Inventory risk from generational shifts: Rapid iterations from Hopper to Blackwell to Rubin increase price pressure and inventory write-down risk for previous-generation products.
Valuation risk: With Micron’s market cap surpassing $1 trillion and cumulative gains over 237%, it’s worth monitoring whether market optimism for the memory segment is already overextended. Wedbush maintains a positive outlook on Nvidia, but their supply chain checks also highlight the paradox that "no enterprise customer’s AI deployment has slowed or changed due to alternative solutions"—a warning sign to watch.
Demand structure risk: Current AI infrastructure spending is highly concentrated among four hyperscale cloud providers. If any one of them cuts budgets, demand expectations across the supply chain will need to be reassessed.

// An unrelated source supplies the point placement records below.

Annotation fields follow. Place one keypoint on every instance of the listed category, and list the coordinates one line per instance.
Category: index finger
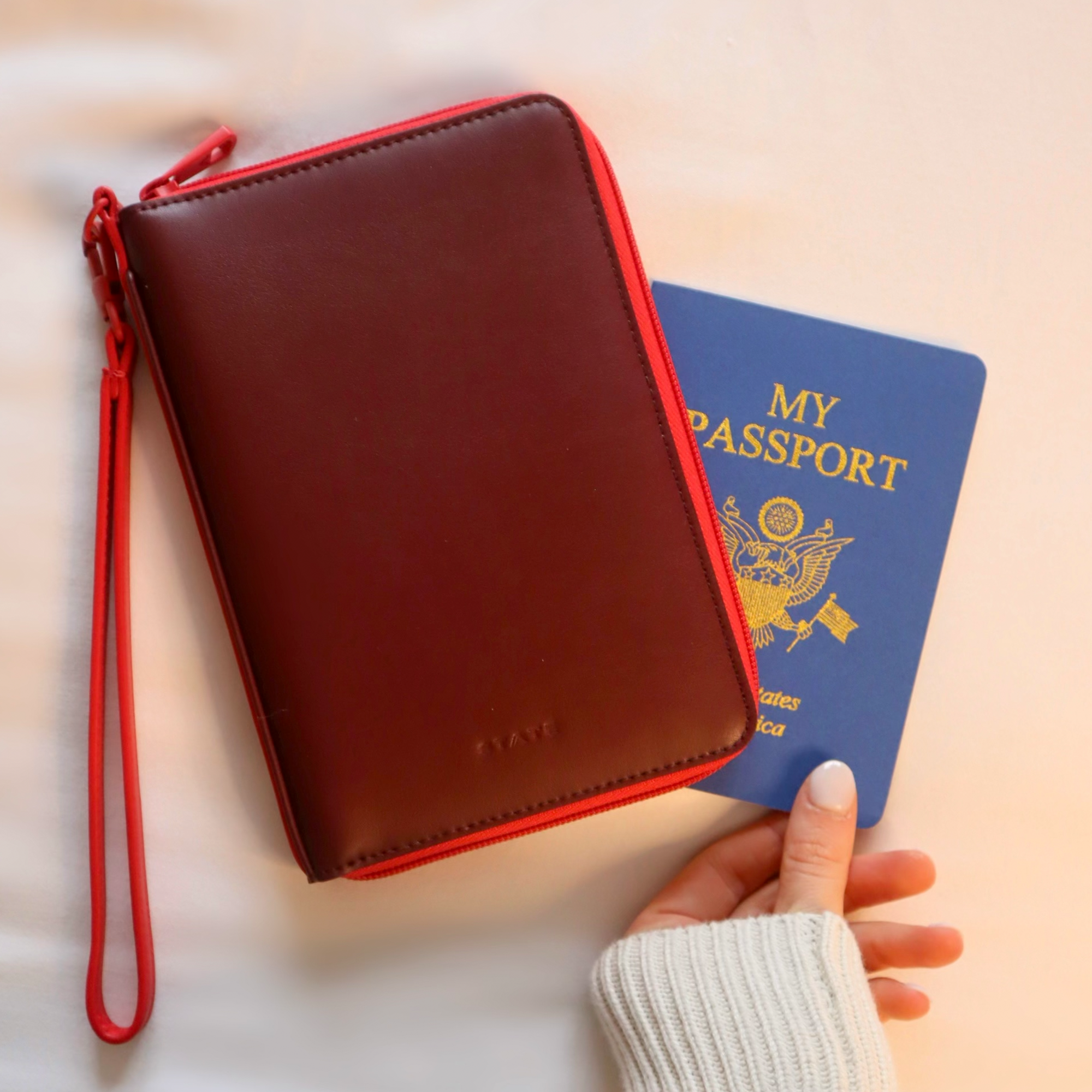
(716, 882)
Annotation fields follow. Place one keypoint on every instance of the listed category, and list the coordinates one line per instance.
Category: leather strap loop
(102, 247)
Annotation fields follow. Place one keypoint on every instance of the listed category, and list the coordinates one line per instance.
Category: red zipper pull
(207, 155)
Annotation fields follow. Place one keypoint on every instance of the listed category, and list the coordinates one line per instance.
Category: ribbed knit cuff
(776, 1004)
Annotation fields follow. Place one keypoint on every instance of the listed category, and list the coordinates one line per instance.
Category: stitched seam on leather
(152, 207)
(654, 391)
(494, 821)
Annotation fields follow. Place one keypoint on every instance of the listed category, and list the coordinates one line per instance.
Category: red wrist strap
(102, 245)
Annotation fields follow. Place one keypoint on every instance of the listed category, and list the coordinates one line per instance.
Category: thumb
(815, 863)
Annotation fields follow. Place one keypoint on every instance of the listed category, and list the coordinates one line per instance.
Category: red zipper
(219, 146)
(681, 402)
(545, 821)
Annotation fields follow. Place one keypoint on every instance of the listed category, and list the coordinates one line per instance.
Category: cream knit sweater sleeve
(776, 1004)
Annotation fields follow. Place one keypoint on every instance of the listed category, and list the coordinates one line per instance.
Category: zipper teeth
(335, 146)
(753, 661)
(690, 780)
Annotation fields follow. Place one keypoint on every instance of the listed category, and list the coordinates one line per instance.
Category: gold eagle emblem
(782, 571)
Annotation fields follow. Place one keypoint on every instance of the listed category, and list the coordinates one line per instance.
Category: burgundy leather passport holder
(446, 483)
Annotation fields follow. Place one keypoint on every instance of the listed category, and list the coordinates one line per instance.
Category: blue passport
(836, 457)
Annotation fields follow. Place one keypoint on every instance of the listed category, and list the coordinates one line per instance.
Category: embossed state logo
(784, 571)
(533, 734)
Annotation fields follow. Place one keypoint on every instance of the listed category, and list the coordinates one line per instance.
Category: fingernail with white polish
(832, 788)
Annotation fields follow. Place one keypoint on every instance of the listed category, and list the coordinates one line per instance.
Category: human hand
(804, 863)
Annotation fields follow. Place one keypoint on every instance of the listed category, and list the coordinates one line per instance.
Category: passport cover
(836, 457)
(446, 483)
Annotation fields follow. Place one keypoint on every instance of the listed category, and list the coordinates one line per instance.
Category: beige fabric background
(918, 169)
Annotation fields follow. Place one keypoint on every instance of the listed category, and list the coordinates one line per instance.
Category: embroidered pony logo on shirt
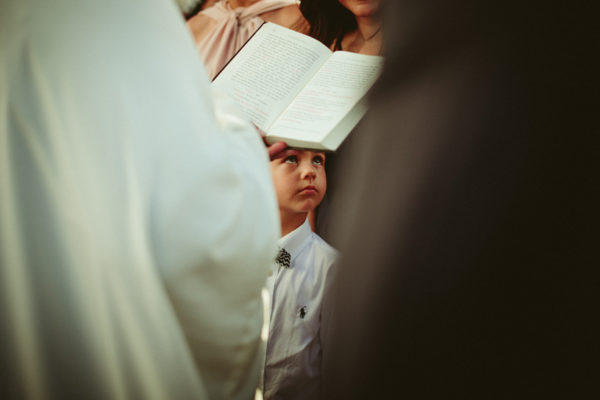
(302, 312)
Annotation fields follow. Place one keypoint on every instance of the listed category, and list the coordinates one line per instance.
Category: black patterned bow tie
(283, 258)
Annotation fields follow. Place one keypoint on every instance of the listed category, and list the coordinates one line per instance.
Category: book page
(334, 90)
(270, 70)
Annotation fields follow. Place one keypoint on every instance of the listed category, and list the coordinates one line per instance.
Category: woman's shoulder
(200, 25)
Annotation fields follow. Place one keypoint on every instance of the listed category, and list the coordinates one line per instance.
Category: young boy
(298, 282)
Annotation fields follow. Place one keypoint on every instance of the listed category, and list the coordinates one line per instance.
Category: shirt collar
(296, 239)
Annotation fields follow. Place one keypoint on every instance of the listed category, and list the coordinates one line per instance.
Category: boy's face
(299, 178)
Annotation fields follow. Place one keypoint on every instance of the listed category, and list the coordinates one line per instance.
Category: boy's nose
(308, 171)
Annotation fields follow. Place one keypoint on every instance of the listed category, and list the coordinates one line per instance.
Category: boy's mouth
(308, 190)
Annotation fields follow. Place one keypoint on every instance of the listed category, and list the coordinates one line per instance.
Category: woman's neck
(240, 3)
(368, 28)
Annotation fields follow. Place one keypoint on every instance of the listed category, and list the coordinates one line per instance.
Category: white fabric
(135, 228)
(299, 304)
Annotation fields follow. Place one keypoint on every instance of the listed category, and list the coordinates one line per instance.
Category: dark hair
(328, 19)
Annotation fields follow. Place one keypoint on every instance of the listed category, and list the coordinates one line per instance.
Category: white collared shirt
(298, 300)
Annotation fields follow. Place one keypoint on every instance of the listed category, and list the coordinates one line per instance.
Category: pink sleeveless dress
(231, 29)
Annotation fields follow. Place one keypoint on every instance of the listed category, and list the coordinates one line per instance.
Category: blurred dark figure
(470, 276)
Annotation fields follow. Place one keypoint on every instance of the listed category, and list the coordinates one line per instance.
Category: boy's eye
(291, 160)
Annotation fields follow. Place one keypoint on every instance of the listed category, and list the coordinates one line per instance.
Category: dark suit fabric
(467, 268)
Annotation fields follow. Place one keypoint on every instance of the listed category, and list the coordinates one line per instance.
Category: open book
(297, 90)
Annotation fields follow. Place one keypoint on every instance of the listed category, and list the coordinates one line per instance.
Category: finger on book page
(275, 149)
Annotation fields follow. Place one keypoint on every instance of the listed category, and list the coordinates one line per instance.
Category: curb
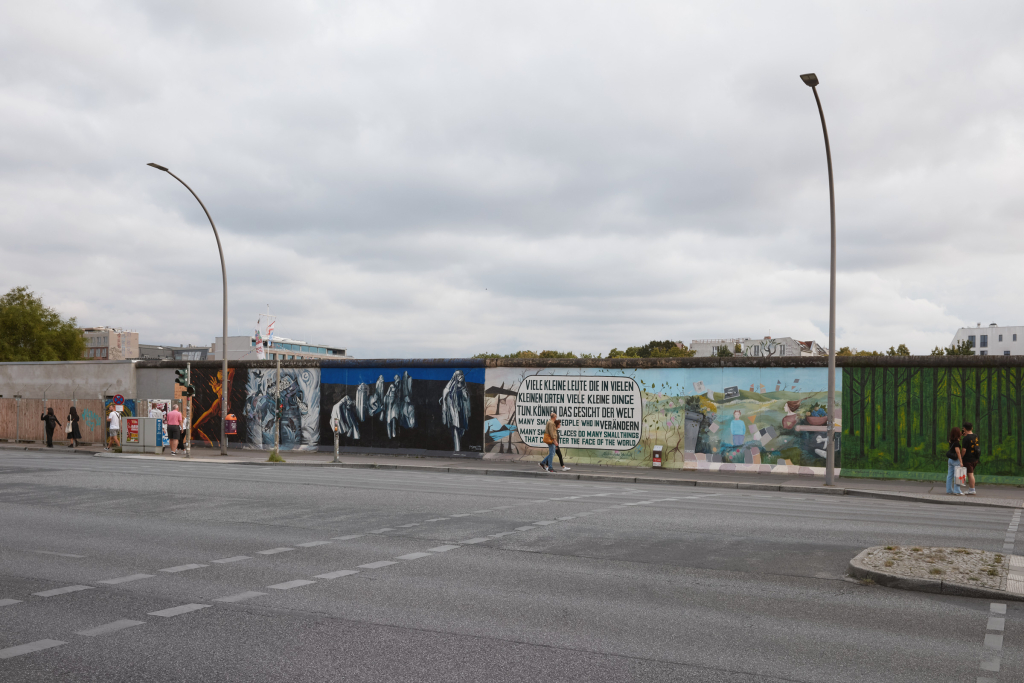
(860, 570)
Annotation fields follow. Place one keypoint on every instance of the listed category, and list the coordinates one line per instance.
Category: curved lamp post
(812, 81)
(223, 273)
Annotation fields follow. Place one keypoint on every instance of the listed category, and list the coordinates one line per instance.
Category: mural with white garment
(428, 408)
(754, 419)
(300, 396)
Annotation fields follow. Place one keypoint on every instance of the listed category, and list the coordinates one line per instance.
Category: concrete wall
(74, 379)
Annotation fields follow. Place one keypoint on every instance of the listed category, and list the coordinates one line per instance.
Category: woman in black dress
(75, 435)
(51, 424)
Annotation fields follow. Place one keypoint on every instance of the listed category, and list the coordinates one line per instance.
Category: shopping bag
(960, 476)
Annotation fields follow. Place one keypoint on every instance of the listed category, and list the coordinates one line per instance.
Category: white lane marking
(110, 628)
(413, 556)
(180, 609)
(337, 574)
(8, 652)
(238, 597)
(50, 552)
(125, 580)
(61, 591)
(183, 567)
(292, 584)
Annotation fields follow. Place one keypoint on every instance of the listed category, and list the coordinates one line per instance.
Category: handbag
(960, 476)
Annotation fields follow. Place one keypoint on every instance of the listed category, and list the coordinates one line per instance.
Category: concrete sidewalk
(924, 492)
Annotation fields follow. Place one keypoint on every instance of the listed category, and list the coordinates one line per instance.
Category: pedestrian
(114, 422)
(954, 458)
(51, 424)
(558, 451)
(971, 445)
(174, 428)
(551, 438)
(75, 433)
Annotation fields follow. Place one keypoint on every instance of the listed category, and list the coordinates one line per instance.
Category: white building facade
(992, 340)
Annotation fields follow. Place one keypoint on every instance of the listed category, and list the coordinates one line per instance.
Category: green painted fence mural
(898, 418)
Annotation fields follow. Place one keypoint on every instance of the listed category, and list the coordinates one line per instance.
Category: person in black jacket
(51, 424)
(75, 435)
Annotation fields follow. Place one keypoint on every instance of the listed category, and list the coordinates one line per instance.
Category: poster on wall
(755, 419)
(300, 396)
(595, 412)
(433, 408)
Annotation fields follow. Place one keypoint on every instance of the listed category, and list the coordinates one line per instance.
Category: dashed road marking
(61, 591)
(183, 567)
(8, 652)
(110, 628)
(337, 574)
(180, 609)
(288, 585)
(239, 597)
(125, 580)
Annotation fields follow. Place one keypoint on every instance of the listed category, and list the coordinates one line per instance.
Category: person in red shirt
(174, 428)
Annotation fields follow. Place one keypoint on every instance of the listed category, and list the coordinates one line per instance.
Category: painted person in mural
(456, 408)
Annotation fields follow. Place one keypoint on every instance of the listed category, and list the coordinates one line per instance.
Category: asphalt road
(345, 574)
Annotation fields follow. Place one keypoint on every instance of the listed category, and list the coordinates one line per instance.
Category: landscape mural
(754, 419)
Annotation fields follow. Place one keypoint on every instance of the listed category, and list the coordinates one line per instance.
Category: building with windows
(768, 346)
(993, 340)
(243, 347)
(110, 344)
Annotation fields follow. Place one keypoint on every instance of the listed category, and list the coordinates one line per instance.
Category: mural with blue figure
(437, 408)
(300, 409)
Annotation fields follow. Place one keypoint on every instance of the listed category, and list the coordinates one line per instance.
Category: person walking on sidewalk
(51, 424)
(75, 433)
(114, 421)
(972, 454)
(551, 438)
(174, 428)
(558, 451)
(955, 459)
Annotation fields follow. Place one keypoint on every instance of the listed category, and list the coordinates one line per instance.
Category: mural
(206, 404)
(435, 408)
(898, 418)
(300, 409)
(756, 419)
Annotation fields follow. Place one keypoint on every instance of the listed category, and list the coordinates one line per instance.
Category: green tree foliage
(653, 349)
(31, 331)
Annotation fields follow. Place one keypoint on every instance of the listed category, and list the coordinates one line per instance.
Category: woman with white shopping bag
(955, 474)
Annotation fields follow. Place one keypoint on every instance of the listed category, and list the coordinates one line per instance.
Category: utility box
(141, 435)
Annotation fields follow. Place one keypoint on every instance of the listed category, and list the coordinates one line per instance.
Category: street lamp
(223, 273)
(812, 81)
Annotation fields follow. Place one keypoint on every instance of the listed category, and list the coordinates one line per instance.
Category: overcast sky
(443, 178)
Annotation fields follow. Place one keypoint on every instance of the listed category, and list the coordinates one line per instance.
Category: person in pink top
(174, 428)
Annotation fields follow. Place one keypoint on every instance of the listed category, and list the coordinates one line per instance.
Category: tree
(31, 331)
(899, 350)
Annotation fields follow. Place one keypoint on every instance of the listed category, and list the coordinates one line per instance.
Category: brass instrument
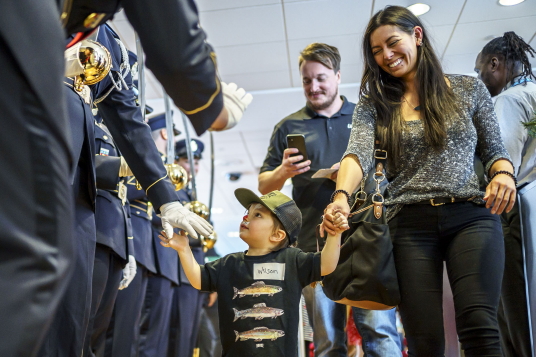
(88, 61)
(177, 175)
(209, 242)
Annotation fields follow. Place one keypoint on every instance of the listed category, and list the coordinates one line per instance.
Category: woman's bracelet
(504, 172)
(340, 191)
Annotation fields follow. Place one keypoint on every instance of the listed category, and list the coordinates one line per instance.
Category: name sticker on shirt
(270, 271)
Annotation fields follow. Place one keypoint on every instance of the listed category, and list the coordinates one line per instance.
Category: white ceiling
(258, 42)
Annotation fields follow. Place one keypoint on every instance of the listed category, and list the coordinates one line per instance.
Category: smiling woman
(431, 125)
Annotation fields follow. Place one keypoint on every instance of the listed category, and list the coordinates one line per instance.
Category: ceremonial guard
(124, 331)
(181, 60)
(187, 301)
(36, 210)
(114, 265)
(155, 318)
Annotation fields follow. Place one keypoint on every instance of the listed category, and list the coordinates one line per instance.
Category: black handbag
(365, 276)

Macro and policy risk: Ongoing US-China tech controls on advanced chip exports disrupt regional supply chain distribution. The H200’s second wave of demand, triggered by new export policies, underscores how policy variables can significantly impact supply and demand dynamics.
Conclusion
The investment logic for AI infrastructure is undergoing profound transformation. From Nvidia’s Blackwell chip shipments surpassing 70%, to Dell’s AI server backlog exceeding $50 billion, Micron’s market cap breaking $1 trillion, and sustained institutional accumulation in Equinix data centers—the cross-validation across six segments points to a single conclusion: certainty in AI computing power spending is shifting from "chip supply" to "full-stack infrastructure."